WASHINGTON (Reuters) - The full U.S. House of Representatives is expected to debate next week legislation that would attempt to ban Internet gambling, a $12 billion-a-year industry that gets half its revenue from American gamblers, two Republican lawmakers said on Thursday.

The legislation to be debated blends two versions of bills that have been offered by Rep. Bob Goodlatte (news, bio, voting record) of Virginia and Rep. Jim Leach (news, bio, voting record) of Iowa, the two said in a statement.
Leach's bill has been approved by both the House Financial Services Committee and the House Judiciary Committee. It has broad support among conservative and religious activist groups, who want to keep gambling out of easy reach of minors.

The anti-gambling bill is expected to be debated by the full House as early as Wednesday, a legislative aide said.
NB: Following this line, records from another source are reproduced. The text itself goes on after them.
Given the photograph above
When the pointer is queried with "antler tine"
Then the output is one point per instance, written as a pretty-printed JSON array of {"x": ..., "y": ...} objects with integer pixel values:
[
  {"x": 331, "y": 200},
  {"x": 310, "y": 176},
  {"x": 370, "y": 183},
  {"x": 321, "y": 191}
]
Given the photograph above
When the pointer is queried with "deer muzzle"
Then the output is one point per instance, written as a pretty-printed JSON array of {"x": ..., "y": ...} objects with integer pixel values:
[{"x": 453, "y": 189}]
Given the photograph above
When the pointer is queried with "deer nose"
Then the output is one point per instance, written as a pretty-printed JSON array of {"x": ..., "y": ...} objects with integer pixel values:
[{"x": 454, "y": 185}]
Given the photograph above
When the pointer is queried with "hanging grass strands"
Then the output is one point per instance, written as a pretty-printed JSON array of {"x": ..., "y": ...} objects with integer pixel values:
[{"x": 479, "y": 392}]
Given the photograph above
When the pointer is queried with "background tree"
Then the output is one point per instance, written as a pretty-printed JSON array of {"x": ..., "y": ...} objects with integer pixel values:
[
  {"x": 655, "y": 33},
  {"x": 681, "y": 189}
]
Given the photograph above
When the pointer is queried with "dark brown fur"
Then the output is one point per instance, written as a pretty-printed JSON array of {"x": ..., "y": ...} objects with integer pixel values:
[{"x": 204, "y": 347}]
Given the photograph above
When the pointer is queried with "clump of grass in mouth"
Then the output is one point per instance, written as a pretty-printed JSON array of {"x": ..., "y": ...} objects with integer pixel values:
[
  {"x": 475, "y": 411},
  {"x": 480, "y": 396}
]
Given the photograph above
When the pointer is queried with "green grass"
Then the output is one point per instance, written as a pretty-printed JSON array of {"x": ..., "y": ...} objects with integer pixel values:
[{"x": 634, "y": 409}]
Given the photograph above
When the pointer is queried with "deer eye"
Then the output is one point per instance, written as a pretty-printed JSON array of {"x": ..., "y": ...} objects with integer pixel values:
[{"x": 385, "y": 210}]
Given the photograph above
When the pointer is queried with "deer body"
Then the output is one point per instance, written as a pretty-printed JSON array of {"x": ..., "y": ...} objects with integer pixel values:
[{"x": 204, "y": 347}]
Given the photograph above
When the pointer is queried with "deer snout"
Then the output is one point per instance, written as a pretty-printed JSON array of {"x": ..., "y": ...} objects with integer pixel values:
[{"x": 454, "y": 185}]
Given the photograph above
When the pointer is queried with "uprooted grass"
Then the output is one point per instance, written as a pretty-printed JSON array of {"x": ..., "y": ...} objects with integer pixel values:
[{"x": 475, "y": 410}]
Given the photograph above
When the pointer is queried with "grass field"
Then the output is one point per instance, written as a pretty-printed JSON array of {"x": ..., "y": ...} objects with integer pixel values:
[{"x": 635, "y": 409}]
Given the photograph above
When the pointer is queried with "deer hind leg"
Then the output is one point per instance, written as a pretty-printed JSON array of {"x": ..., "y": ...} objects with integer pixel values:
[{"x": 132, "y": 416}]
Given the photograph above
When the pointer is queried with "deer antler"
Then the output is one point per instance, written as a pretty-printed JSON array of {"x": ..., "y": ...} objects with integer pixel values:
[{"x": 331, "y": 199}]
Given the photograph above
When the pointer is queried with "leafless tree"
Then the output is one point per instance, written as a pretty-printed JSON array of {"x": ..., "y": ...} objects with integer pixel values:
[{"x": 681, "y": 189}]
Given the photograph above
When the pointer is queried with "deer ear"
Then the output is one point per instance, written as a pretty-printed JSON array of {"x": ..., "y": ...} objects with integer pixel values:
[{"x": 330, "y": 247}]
However, it remains unclear whether the Senate will pass similar legislation as Congress scrambles to finish its work before the November general elections. Arizona Republican Sen. Jon Kyl (news, bio, voting record) has introduced a bill similar to Leach's House bill but it has languished in the Senate.

Investors in some British-based gaming companies such as Party Gaming Plc and 888 Holdings have closely monitored U.S. legislation.

Although the U.S. Justice Department says a 1961 law that forbids interstate telephone betting also applies to the Internet, the House lawmakers say their legislation would clarify that point for prosecutors. It would also prohibit gambling businesses from settling Internet wagers with credit cards, checks or fund transfers.

"Gambling on the Internet has become an extremely lucrative business," Goodlatte said. "These offshore, fly-by-night Internet gambling operators are unlicensed, untaxed and unregulated and are sucking billions of dollars out of the United States."

An estimated 2,300 gambling sites now exist on the Internet, the lawmakers said.